If you wish to inspect the register and be provided with a hard copy, please contact the Environmental Health (Private Housing) Team at firstname.lastname@example.org.
If you know of a property that is offered for rent as a house in multiple occupation that is not on our register, please notify us using our online form.
All managers / owners of HMOs are bound by The Management of House in Multiple Occupation (England) Regulations 2006 (SI 2006 No. 372).
The Regulations impose duties on a person managing an HMO in respect of:
- providing information to occupiers
- taking safety measures, including fire safety measures
- maintaining the water supply and drainage
- supplying and maintaining gas and electricity, including having it regularly inspected
- maintaining common parts (defined in regulation 7(6)), fixtures, fittings and appliances
- maintaining living accommodation and
- providing waste disposal facilities
The Regulations also impose duties on occupiers of an HMO for the purpose of ensuring that the person managing it can effectively carry out the duties imposed on them by these Regulations.
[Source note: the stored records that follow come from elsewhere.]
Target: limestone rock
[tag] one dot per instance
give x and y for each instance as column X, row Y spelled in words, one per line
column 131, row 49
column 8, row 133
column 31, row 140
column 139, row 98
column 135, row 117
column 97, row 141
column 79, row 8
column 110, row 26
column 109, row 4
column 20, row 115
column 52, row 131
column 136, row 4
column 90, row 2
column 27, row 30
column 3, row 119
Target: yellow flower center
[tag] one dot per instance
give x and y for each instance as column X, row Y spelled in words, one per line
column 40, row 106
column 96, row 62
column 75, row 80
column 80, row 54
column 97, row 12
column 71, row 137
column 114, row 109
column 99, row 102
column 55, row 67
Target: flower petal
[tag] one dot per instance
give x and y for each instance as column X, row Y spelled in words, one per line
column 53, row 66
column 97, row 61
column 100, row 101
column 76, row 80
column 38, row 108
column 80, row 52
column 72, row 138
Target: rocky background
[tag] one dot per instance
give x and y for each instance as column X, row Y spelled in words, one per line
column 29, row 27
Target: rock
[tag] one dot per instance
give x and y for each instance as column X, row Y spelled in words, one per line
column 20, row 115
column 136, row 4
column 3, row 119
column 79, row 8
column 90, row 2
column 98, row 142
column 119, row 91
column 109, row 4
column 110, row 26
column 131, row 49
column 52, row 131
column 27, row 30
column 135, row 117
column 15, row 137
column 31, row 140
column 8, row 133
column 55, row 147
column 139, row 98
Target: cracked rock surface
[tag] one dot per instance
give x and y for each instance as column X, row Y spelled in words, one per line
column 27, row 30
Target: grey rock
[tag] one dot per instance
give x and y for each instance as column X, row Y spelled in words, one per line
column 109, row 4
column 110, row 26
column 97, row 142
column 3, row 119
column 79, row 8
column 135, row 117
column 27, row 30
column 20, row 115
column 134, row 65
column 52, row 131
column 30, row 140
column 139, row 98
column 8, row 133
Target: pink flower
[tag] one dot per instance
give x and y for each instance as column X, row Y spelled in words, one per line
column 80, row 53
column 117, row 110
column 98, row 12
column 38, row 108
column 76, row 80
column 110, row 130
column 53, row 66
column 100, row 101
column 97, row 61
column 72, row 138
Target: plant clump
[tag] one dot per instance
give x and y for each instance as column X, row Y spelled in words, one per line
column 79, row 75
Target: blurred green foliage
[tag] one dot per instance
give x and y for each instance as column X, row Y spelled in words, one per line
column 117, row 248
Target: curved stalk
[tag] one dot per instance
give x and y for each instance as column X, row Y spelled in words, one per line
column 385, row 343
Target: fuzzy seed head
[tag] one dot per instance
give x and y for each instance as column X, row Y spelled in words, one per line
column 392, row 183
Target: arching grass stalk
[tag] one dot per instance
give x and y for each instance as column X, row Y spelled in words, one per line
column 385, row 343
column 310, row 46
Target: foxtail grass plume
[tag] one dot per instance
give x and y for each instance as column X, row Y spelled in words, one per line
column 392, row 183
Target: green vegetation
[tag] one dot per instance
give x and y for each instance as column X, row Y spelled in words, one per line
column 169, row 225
The Regulatory Reform (Fire Safety) Order 2005 places duties on the person having control of an HMO to have fire precautions in place, to make sure the property is safe and to carry out fire risk assessments.
Landlords should make sure there are appropriate means of escape and fire detection systems according to the type of property and the way it is used. For example, a house containing individual bedsits each with cooking facilities will require a much higher level of protection than a shared house with a single kitchen. All HMOs are required to meet minimum fire safety standards (LACORS) and amenity standards which are higher than a home occupied by a single family. This is because the risk of fire and the amenities required increase when a home is occupied by a number of sharers who are not living as one family. All private rented properties must be provided with a smoke alarm on each floor to detect a fire.
Landlords must make sure:
- The house is suitable for the number of occupants in terms of size and facilities
- The manager of the house is considered to be a ‘fit and proper’, for example has no criminal record, has not breached housing laws or codes of practice
- To arrange an Annual Gas Safety check by a Gas Safe Registered engineer and obtain an updated gas safety certificate every year
- To arrange an electrical safety check by a qualified electrician at least every five years and obtain an updated Periodic Electrical Installation Condition Report
- To install and maintain smoke alarms on each floor and if necessary in each room (a heat detector in a kitchen)
- To obtain safety certificates for all portable electrical appliances
- To provide sufficient refuse bins accessible to tenants, and written information to all tenants about the proper storage of household waste and recycling material and collection arrangements
Overcrowding in HMOs
The number of people occupying an HMO must not exceed the maximum specified in the licence or in the case of a non-licensable HMO the maximum determined by the sizes of the rooms.